Un second facteur réside dans le fossé existant entre les correspondants français à Bruxelles, peu nombreux en comparaison de leurs collègues européens, et leur rédaction nationale. Il existe une culture particulière des correspondants de presse à Bruxelles, qui ne font plus partie de la culture journalistique de leur pays d’origine. Il existe une « bulle » des correspondants de presse à Bruxelles tout comme il existe une « bulle » des fonctionnaires européens et autres professionnels des questions européennes à Bruxelles. Les correspondants de presse peinent ainsi à s’imposer au sein de leur rédaction nationale, ce constat valant même pour des correspondants réputés et faisant autorité comme Jean Quatremer, correspondant de Libération à Bruxelles. Ce malaise des correspondants traitant des questions européennes est d’ailleurs au cœur des préoccupations de l’Association des Journalistes Européens (AJE).
Quant à la pratique des processus d’information hors des médias traditionnels constitués par la presse écrite, la télévision et la radio, Internet n’a eu jusqu’à maintenant qu’une importance marginale dans le traitement des questions européennes, même si la tendance s’inverse quand on s’intéresse aux jeunes publics. Le rôle de l’information venant d’Internet est cependant en développement dans les processus routiniers de travail des journalistes produisant de l’information sur l’Europe.

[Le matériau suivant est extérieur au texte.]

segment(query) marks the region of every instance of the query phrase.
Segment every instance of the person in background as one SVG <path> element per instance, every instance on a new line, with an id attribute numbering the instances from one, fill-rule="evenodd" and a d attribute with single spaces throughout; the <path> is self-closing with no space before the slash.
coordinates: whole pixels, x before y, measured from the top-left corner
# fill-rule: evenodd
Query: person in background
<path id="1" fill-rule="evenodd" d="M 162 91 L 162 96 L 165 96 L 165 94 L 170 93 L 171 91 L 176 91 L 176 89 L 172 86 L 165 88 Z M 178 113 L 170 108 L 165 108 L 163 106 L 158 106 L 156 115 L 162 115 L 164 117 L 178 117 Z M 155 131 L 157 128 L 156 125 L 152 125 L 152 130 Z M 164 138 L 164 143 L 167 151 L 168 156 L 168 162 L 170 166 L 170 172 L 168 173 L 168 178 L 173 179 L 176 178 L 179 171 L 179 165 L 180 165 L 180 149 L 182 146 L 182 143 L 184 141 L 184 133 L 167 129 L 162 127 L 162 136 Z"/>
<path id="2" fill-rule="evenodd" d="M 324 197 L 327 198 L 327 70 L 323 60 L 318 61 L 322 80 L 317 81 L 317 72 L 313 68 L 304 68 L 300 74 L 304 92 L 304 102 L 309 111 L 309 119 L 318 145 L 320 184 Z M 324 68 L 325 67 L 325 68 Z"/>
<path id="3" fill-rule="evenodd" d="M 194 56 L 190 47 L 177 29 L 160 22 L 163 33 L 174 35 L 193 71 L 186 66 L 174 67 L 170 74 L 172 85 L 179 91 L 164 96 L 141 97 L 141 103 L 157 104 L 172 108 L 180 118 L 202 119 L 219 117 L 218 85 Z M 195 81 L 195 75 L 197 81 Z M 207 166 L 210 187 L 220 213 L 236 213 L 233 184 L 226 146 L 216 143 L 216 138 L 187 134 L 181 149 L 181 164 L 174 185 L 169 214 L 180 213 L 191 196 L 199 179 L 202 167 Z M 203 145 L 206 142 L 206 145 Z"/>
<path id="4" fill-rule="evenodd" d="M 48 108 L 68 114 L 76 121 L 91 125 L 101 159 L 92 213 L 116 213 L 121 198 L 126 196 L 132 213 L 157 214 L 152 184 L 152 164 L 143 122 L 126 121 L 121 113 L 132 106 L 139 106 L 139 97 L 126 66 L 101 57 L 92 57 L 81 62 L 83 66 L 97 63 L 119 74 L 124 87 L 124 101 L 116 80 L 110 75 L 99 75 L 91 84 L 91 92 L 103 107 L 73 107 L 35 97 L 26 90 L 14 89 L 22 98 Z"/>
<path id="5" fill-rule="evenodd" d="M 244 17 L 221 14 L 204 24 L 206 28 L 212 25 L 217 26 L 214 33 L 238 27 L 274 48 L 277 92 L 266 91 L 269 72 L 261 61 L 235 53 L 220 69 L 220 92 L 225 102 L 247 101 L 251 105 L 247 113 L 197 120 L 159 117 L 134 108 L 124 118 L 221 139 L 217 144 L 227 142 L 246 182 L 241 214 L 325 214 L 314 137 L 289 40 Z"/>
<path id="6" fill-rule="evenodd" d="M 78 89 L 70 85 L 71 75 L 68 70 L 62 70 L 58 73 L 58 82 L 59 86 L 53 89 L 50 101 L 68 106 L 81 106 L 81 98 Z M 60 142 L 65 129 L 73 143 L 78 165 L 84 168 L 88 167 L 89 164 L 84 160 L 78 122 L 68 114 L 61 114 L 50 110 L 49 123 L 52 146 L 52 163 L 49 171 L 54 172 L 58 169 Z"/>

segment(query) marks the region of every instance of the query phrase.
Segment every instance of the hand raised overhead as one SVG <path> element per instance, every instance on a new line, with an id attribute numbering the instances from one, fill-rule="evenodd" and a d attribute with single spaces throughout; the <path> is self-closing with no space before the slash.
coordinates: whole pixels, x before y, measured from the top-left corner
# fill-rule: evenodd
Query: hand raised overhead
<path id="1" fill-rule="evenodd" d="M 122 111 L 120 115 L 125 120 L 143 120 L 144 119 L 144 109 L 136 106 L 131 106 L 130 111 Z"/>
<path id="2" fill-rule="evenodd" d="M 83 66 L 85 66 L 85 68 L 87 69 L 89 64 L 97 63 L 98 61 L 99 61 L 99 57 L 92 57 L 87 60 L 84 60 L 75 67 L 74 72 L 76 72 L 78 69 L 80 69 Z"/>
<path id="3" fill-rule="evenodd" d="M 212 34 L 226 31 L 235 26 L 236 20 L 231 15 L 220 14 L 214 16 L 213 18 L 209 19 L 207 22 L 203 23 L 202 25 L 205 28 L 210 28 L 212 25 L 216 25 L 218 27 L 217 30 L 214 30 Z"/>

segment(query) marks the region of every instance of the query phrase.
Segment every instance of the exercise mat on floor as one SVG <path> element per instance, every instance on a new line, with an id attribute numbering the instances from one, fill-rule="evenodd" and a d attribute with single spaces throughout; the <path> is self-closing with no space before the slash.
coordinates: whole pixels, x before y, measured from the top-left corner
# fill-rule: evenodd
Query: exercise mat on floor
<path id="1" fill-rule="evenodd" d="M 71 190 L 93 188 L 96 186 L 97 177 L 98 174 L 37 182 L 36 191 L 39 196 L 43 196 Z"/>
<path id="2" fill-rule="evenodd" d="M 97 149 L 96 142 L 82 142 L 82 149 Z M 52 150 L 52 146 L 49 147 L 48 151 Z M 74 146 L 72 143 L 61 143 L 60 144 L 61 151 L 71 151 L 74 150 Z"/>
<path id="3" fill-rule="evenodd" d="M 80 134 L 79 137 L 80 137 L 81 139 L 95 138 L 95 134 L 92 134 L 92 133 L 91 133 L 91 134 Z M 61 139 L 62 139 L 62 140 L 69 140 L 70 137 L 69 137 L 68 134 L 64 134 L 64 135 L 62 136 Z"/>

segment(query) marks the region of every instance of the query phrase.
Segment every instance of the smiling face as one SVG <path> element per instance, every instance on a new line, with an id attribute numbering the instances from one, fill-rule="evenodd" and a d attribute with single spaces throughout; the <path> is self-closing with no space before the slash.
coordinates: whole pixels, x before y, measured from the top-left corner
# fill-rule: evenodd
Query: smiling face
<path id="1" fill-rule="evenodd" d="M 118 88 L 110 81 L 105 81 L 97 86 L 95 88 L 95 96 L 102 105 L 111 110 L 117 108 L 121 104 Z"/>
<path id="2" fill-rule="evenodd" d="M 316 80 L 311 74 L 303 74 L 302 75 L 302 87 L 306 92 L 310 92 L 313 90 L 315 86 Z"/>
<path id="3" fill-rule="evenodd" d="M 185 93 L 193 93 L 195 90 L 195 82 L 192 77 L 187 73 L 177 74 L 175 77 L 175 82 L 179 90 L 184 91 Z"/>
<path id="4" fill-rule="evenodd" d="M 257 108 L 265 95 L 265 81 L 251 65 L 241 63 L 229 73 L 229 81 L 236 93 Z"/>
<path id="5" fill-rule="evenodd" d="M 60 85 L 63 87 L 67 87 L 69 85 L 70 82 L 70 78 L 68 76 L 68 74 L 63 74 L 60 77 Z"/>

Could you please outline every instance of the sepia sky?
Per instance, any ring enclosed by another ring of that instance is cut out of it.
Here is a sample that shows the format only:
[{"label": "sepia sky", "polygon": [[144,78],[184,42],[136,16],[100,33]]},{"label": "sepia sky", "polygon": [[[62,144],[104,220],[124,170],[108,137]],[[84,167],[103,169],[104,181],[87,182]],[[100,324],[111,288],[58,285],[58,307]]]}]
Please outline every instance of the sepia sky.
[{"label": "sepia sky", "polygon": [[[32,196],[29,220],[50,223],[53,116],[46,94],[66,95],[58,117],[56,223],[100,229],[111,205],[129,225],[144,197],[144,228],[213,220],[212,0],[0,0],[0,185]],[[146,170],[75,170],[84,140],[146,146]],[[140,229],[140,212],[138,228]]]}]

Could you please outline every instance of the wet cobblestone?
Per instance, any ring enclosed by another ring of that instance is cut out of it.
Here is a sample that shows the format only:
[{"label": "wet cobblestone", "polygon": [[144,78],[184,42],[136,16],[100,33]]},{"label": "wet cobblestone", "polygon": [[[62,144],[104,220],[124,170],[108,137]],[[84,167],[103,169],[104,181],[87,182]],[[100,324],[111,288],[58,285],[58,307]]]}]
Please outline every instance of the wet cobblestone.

Mais les sources du problème sont aussi à aller chercher dans le comportement des acteurs de l’actualité européenne et de cette campagne, à savoir les partis politiques.
La faute aux partis ?
La manière dont les partis politiques font campagne pour les élections européennes est elle aussi souvent pointée du doigt. Dans un pays où toutes les compétitions politiques sont tournées vers la présidentielle, les élections européennes sont considérées comme secondaires par rapport aux élections nationales par une grande majorité de partis, et la communication politique s’en ressent. Qu’ils soient au gouvernement ou dans l’opposition ceux-ci les considèrent souvent comme des élections « test » de préparation pour des échéances nationales, et un thermomètre pour 2012, voire 2017. De nombreux partis nationaux et hommes politiques se concentrent sur les élections nationales aux dépens des européennes. C’est d’ailleurs de là qu’est partie la polémique entre François Bayrou et Daniel Cohn-Bendit au cours de l’émission d’Arlette Chabot, « A vous de juger », le 4 juin 2009 : Nicolas Sarkozy aura plus focalisé le débat que l’enjeu des élections européennes. L’électorat a ainsi tendance à fonder davantage son choix sur des questions nationales et de personnes que sur des questions européennes : la distribution des bons et mauvais points aux principales formations et figures de l’arène politique est un critère déterminant du choix.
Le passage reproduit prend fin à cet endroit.